My lawyer brother (not my Wall St banker brother) is starting his own practice, and we’ve had a few discussions about technology for the law firm, marketing, building a website, blogging, etc. He came over last week, wanting to set up a website but wanting to do it himself. So I showed him how to look up domain names , since he had some in mind, I showed him a few hosting options and the pros and cons of them. He asked what hosting company I used and I told him: HostGator.
We went through the process of purchasing a domain name, setting up a hosting account and then he wanted to put up a page. He had written a letter, one version which seemed to fit well for the Web but he didn’t know how to get it from Word to his website. HTML is a foreign language; he just wanted to copy/paste and do some tweaking, but he wanted to see the design, not the code.
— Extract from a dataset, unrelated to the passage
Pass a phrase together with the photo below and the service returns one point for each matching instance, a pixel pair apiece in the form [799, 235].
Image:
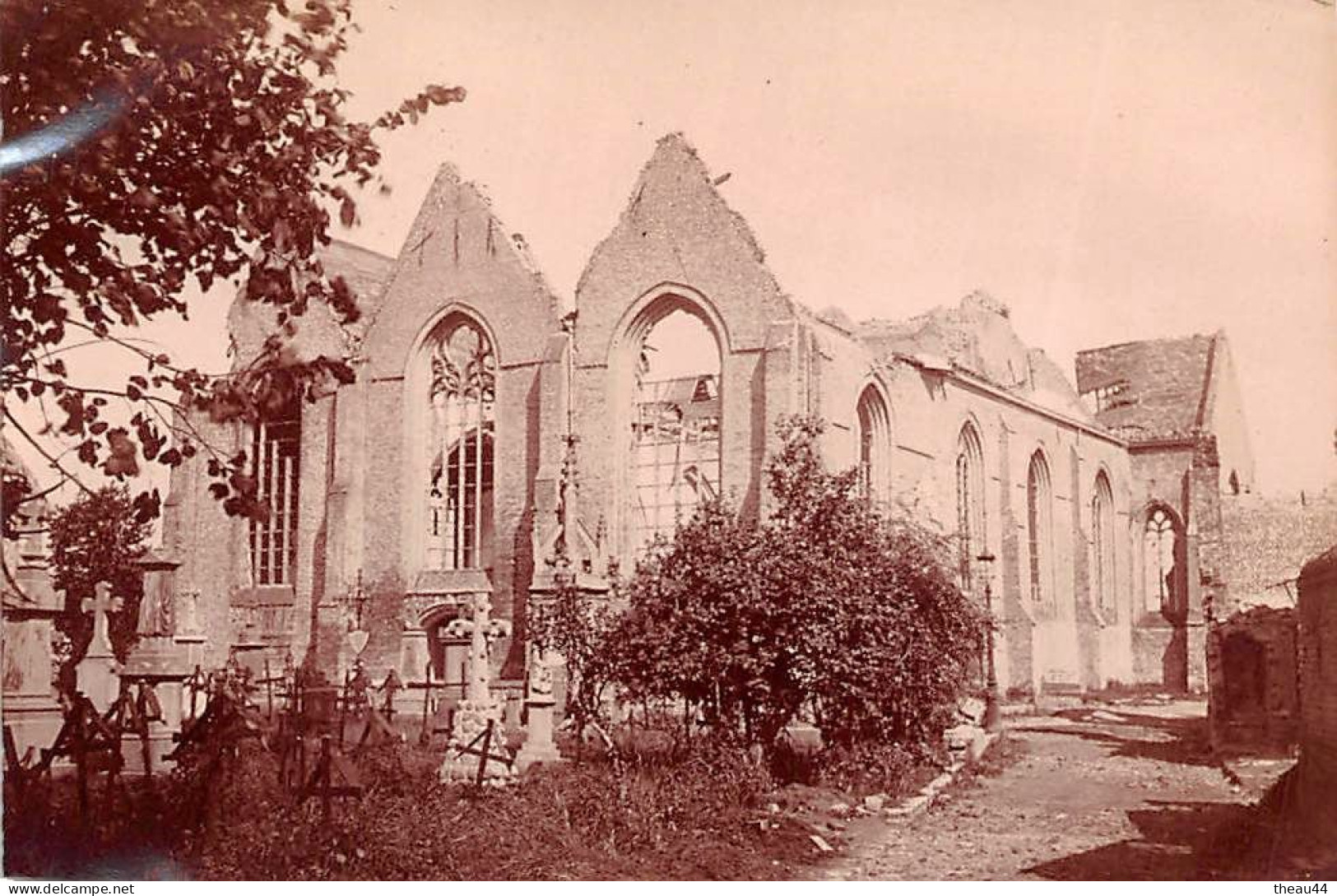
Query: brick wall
[1317, 610]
Most people think of Adobe, specifically Dreamweaver, when it comes to viewing the “design” of a website instead of its code. Dreamweaver is expensive, even without Photoshop and the other Adobe Creative Suite applications. And if HTML is unfamiliar to you, or you are just learning, the expense is unnecessary.
Enter Nvu, an open source Web authoring tool.
It has all the features of Dreamweaver, including a “Design,” “Source” and “Split” view. It has a WYWSYG so you can add bullets, bold, italics and such, just as you do in Word. Insert images, links, tables, forms…you name it. Nvu works on Macs and PCs and yes, the source code is available if you feel like being adventurous.
My brother downloaded it, copied and pasted his letter from Word, made a few changes in “Design” mode. I showed him how to upload the file to his website, and he posted his first page. Of course there is still much to be done. It lacks standard navigation and features typical of websites today, but the point is that a non-technical lawyer can create the beginnings of a Web presence without much effort, and at little cost.
It’s exciting to see a lawyer embrace technology, and find that it is not as scary or as complicated as it seems. And you don’t need expensive software applications to get the job done, either.
Needless to say, I’m looking forward to the next steps!